By Desmond Reynolds
I was originally intending on writing a preview for the upcoming Academy Awards, but then I realized I, like the average filmgoer, haven’t seen the vast majority of any of the nominated films. Instead, I’ll be discussing here the Oscar-worthy, the mediocre, and the bad of the movies I did get around to seeing this holiday season.
Rogue One: A Star Wars Story
Rogue One had a lot going for it. Oozing nostalgia, familiar characters, a familiar plot…. wait a minute, I’m thinking of that other Disney Star Wars movie. Rogue One broke brave new ground for the Star Wars franchise, being the first in a series of planned spin-off anthology films. But in my view, the risk did ultimately pay off in terms of pure fun and visual spectacle. Just don’t expect to care too much about the characters, who are less three-dimensional people than vehicles for the advancement the grand narrative (given the way the movie ends, perhaps that was intentional).

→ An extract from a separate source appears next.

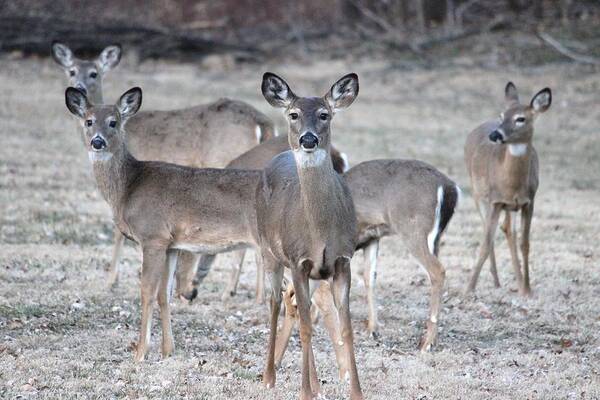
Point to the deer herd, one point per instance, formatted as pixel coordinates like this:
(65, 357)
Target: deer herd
(188, 184)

To the people suggesting this is the best of the Star Wars ‘prequels’, i.e. movies taking place before the original trilogy, please. The third act of this movie took place on a beach and didn’t have a single mention of how the characters felt about sand. Not a single line of dialogue. Hopefully, in future films Disney will draw more on the rich mythology of the universe established by Episodes 1-3. Otherwise, I have few complaints.

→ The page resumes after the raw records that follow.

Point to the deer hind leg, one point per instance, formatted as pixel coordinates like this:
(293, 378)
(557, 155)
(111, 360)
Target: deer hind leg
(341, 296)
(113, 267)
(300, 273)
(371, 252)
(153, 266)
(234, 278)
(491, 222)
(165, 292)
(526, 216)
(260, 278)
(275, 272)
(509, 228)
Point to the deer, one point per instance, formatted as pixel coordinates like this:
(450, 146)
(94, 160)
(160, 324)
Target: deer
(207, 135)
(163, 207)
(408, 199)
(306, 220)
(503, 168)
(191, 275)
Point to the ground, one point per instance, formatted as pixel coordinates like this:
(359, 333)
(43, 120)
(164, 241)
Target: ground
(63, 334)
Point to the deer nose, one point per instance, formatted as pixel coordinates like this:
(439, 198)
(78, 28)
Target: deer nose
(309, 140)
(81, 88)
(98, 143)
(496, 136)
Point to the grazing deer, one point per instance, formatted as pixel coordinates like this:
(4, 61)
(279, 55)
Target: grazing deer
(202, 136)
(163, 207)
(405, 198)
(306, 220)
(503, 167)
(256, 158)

Breakthrough performance: the Death Star. It really showed its immeasurable potential, and had an immense presence whenever it was on screen.
La La Land
This movie’s meteoric rise has been an underdog story in so many ways. Who would have expected an original jazz musical to be both commercially and critically successful in this day and age? I sure didn’t. To me, La La Land seemed like a film that would get a ton of buzz at Sundance and never be heard from again, until reappearing on some “Most Overlooked Movies of 2016” list in a few decades. Thankfully for fans of original movies, the movie tap-danced its way both into the hearts of audiences everywhere and into Oscar contention.
Set against a dream-like backdrop of Hollywood, La La Land steeps the screen with sweeping primary colours as it tells the story of a struggling musician and actress who fall in love while pursing success in show business. I cannot lie: I loved this movie. I have an intense general dislike for both rom-coms and musicals, but La La Land is the best of either I’ve ever seen. I’m not ashamed to admit it, although I did take issue with the lack of representation in the movie: not a single engineer appears on screen.
A few weeks ago, La La Land received a record 14 Oscar nominations, tying the all-time record for a single film. This is a true victory for well directed, beautifully shot, masterfully acted, perfectly scored, and compelling movies everywhere. On second thought, I guess that shouldn’t have been much of a surprise.
Being a fan of the Assassin’s Creed video game series, I saw this movie out of obligation. I came in full well knowing the track record of video game movies. Nonetheless, I was cautiously optimistic that the good casting choices and proven director would be able to make it an exception to the rule. I had hoped the movie would give fans of the series a cinematic experience complementary to the immersive joy the games, but I wasn’t holding my breath.
In any case, I was still disappointed. What better way adapt a video game that to tell an over-complicated, joyless story populated by unsympathetic and flat characters that didn’t even appear in the games?
If you have no interest in the Assassin’s Creed games, don’t see this movie. If you have played and love the games, don’t see this movie. If you’re coming out of a coma from the 1920s and you’re impressed by sound and colour on film, you might be mildly entertained by this piece of disaffecting cinematic blandness.
Coming off the heels of the wildly successful Wolf of Wall Street, legendary director Martin Scorsese returns to familiar themes in Silence, substituting nudity and drug abuse for religious persecution in 16th century Japan. Okay, maybe they’re not that similar.
Silence follows the quest of two Portuguese priests to locate their mentor – a missionary lost in Japan in the period after the banning of Christianity in the country – who has allegedly renounced God and surrendered his faith. It is a long, contemplative, and often laborious think piece on the nature of belief and doubt in the face of overwhelming (and often bordering on gratuitous) adversity. The film is driven forward by a surprisingly powerful performance from ex-Spiderman Andrew Garfield, as Scorsese challenges the audience over and over again with difficult questions while eluding simple answers.
Notably absent in the movie is any sort of score or background music, barring a few subtle strings in the film’s final act. As each scene presents us with some new, challenging moral dilemma or intense internal conflict, we are left both in awe and in introspection as though at the end of a prayer. We must consider the deep consequences of what we’ve seen without the refuge of musical accompaniment to either distract us or tell us what to feel. In those crucial, contemplative moments, there is nothing but – what else? – silence.